Ironing was hardly less strenuous. Fat iron wedges, heated until they were red-hot, were shoved into the hollow interior of heavy pressing irons. There were no temperature controls. The ironing girl touched a wetted finger against the sole of the iron. If it sizzled, the temperature was right. Often the girl's fingertips were so callused from all the testing that she could no longer judge heat gradations, with the result that she burned the clothes. Of course, there was no wash-and-wear. Everything was made from natural fibers—linen, wool, or cotton—and everything was pleated, embroidered, and beribboned and had to be pressed very carefully.
Because there was no refrigeration, perishables had to be shopped for every day—no small job for a family of seven plus five or so servants. In the summer, my grandmother would sometimes summon the iceman, who lugged a heavy ice block upstairs and slung it into a semi-isolated icebox. Food was piled on top and around the ice until it melted and drained into a bowl at the bottom.
In his recent book From Dawn to Decadence, the historian Jacques Barzun states that past achievements in the political, social, and artistic sphere were possible only because servants freed the leading spirits to do the work: writers such as Dickens or Balzac could not have produced their phenomenal literary output without servants at their beck and call.
In the middle-class society in which I grew up, it would have been unthinkable for anybody in the family to do "maids' work"; the only exception was an occasional cooking bout, which could be described as a hobby. Anything else would have been downright immoral. What would happen to the poor if somebody took over the servants' roles?
We never, ever, made our own beds, and until I was in high school, I did not know anybody among our acquaintances who did. A classmate, recounting some catastrophe in her family, mentioned that it had forced her mother to make the beds for a week. "Your mother made the beds?" we asked incredulously. It must have been a severe crisis.

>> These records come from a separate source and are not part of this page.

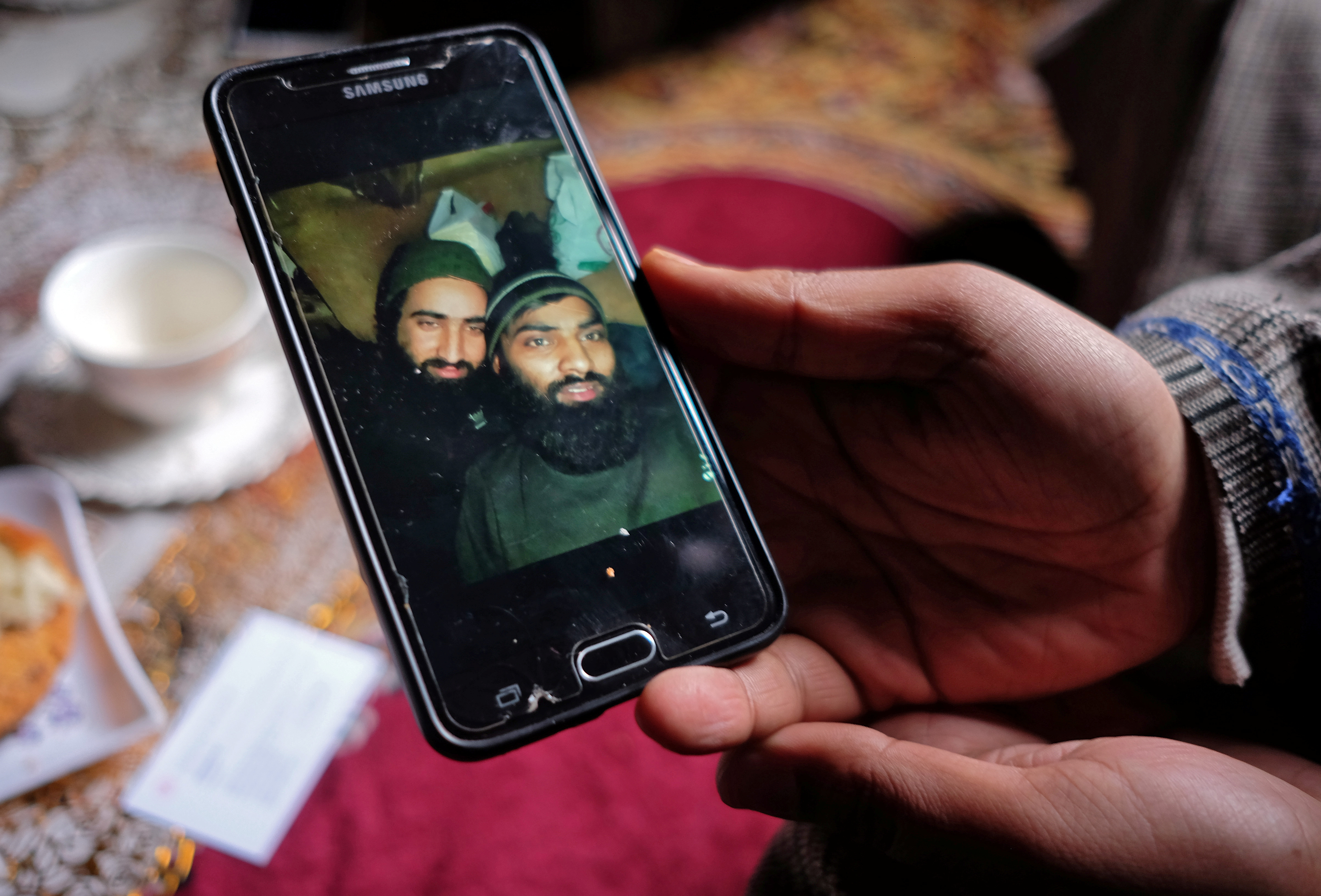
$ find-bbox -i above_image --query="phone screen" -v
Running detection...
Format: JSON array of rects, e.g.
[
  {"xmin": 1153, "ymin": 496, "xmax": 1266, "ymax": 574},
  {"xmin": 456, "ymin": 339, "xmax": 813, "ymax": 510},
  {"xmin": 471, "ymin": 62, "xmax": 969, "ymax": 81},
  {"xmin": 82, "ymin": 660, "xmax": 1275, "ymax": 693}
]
[{"xmin": 230, "ymin": 37, "xmax": 770, "ymax": 731}]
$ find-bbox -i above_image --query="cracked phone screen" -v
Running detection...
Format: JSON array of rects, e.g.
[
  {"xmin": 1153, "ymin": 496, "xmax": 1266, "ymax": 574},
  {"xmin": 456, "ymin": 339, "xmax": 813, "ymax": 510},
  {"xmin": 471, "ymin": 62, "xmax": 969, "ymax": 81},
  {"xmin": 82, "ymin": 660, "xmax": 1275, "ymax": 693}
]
[{"xmin": 230, "ymin": 37, "xmax": 768, "ymax": 731}]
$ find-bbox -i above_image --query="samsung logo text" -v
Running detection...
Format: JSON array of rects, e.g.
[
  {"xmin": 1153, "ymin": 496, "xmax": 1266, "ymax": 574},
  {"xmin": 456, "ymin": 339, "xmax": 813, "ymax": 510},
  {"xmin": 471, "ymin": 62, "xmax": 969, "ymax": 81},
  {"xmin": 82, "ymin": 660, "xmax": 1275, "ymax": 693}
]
[{"xmin": 340, "ymin": 71, "xmax": 427, "ymax": 99}]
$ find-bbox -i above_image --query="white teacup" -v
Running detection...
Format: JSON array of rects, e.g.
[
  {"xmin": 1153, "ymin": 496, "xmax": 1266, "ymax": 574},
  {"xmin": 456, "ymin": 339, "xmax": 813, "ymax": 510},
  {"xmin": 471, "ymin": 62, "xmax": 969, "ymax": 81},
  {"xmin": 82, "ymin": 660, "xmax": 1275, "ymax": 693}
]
[{"xmin": 41, "ymin": 226, "xmax": 265, "ymax": 425}]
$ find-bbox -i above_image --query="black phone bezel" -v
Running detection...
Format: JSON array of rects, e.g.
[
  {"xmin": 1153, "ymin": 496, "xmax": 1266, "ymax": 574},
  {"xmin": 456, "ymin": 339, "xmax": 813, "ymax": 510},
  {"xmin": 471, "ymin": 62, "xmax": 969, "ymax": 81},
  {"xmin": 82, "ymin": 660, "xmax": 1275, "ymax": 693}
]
[{"xmin": 203, "ymin": 24, "xmax": 787, "ymax": 760}]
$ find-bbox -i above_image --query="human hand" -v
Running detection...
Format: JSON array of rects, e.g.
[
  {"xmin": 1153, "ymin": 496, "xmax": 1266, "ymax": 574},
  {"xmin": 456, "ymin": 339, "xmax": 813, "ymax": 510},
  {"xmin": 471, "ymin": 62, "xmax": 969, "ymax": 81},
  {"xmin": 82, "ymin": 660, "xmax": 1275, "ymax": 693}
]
[
  {"xmin": 719, "ymin": 712, "xmax": 1321, "ymax": 895},
  {"xmin": 638, "ymin": 251, "xmax": 1213, "ymax": 752}
]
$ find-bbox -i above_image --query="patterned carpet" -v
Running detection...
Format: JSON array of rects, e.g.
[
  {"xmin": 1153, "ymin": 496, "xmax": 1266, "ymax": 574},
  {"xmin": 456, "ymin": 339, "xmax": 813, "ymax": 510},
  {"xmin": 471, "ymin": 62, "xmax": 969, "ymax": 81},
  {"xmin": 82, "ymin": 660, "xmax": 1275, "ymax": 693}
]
[{"xmin": 572, "ymin": 0, "xmax": 1088, "ymax": 255}]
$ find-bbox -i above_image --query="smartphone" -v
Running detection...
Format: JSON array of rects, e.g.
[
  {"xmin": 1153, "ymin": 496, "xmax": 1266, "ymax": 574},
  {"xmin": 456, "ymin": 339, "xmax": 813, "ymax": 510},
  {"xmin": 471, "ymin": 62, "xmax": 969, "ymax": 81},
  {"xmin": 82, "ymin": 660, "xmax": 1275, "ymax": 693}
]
[{"xmin": 205, "ymin": 25, "xmax": 786, "ymax": 758}]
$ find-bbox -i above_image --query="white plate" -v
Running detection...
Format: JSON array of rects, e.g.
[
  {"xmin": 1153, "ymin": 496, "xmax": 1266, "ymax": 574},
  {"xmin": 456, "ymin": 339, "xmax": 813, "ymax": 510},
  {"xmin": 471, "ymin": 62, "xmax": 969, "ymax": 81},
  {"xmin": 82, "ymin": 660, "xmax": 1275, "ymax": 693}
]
[
  {"xmin": 5, "ymin": 325, "xmax": 312, "ymax": 508},
  {"xmin": 0, "ymin": 466, "xmax": 165, "ymax": 801}
]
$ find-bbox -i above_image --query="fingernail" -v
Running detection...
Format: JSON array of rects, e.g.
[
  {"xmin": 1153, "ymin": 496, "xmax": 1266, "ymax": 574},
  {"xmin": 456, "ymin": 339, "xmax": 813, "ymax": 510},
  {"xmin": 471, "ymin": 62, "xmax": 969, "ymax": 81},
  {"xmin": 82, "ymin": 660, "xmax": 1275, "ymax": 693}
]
[
  {"xmin": 716, "ymin": 749, "xmax": 801, "ymax": 818},
  {"xmin": 647, "ymin": 246, "xmax": 701, "ymax": 264}
]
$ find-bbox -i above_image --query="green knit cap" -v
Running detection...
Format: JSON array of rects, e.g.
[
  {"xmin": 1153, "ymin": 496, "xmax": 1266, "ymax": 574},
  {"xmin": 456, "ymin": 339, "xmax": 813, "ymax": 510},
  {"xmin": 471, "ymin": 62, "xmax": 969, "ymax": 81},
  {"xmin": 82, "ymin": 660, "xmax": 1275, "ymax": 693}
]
[
  {"xmin": 384, "ymin": 239, "xmax": 491, "ymax": 301},
  {"xmin": 486, "ymin": 271, "xmax": 605, "ymax": 361}
]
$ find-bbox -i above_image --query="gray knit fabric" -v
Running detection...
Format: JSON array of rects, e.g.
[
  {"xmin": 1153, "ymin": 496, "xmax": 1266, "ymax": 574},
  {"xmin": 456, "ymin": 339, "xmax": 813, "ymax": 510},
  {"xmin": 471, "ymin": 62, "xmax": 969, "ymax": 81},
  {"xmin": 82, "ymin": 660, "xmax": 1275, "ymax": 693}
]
[
  {"xmin": 749, "ymin": 0, "xmax": 1321, "ymax": 896},
  {"xmin": 1121, "ymin": 237, "xmax": 1321, "ymax": 683}
]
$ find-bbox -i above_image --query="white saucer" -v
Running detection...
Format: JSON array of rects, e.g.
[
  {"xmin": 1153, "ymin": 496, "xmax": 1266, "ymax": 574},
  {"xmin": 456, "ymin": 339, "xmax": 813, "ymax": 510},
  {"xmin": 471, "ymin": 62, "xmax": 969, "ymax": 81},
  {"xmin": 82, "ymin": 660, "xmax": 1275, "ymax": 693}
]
[{"xmin": 5, "ymin": 328, "xmax": 310, "ymax": 508}]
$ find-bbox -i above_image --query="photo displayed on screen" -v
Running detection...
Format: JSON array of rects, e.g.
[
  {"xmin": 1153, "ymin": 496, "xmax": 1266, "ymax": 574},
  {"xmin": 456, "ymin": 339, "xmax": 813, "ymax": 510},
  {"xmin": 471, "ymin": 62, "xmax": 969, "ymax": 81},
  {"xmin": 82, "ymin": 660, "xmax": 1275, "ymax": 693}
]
[{"xmin": 267, "ymin": 136, "xmax": 721, "ymax": 584}]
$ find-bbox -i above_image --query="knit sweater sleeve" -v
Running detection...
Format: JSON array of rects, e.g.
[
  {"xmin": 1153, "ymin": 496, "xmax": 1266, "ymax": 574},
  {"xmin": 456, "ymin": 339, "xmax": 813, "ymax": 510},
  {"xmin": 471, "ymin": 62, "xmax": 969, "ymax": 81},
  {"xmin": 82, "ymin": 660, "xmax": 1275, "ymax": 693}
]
[{"xmin": 1118, "ymin": 237, "xmax": 1321, "ymax": 685}]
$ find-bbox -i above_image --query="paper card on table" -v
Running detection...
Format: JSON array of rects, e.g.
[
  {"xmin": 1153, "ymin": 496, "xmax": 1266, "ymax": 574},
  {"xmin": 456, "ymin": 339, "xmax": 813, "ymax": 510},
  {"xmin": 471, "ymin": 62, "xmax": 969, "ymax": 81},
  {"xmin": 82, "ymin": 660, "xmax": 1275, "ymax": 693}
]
[{"xmin": 123, "ymin": 611, "xmax": 384, "ymax": 866}]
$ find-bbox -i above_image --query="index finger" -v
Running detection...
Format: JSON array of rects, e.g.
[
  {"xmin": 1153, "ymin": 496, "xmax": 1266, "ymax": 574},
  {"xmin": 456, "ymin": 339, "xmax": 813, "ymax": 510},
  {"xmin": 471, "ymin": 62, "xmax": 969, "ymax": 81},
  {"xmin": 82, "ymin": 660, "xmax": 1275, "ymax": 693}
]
[
  {"xmin": 642, "ymin": 248, "xmax": 1030, "ymax": 379},
  {"xmin": 636, "ymin": 634, "xmax": 864, "ymax": 753}
]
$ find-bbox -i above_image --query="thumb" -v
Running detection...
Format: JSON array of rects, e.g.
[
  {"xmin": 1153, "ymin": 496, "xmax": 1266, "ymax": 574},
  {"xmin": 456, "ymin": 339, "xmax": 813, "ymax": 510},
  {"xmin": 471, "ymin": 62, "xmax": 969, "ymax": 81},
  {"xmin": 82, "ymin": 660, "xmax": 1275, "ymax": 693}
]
[
  {"xmin": 642, "ymin": 248, "xmax": 1035, "ymax": 379},
  {"xmin": 717, "ymin": 723, "xmax": 1040, "ymax": 833}
]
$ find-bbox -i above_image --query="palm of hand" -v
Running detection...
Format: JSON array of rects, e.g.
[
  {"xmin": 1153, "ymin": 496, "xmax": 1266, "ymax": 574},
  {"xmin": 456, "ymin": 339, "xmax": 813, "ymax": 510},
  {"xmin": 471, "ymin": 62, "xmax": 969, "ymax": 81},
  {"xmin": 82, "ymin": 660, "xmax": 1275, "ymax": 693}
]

Many years later, when the name Freud had entered the vocabulary of the educated and especially the semi-educated, people traced all kinds of real or imaginary psychological and physiological afflictions back to their wet nurses. As an adult, did you suffer from rheumatism, drug addiction,…hypochondria? Sure—it was all the wet nurse's fault: through her milk, you became predisposed to this disorder or that affliction, and so on, ad absurdum. By the time we were born, fashions had changed, and women were encouraged to breast-feed their babies. My mother went at it vigorously because, as she told me later, "I wanted to override the bad genes your father has contributed to your existence."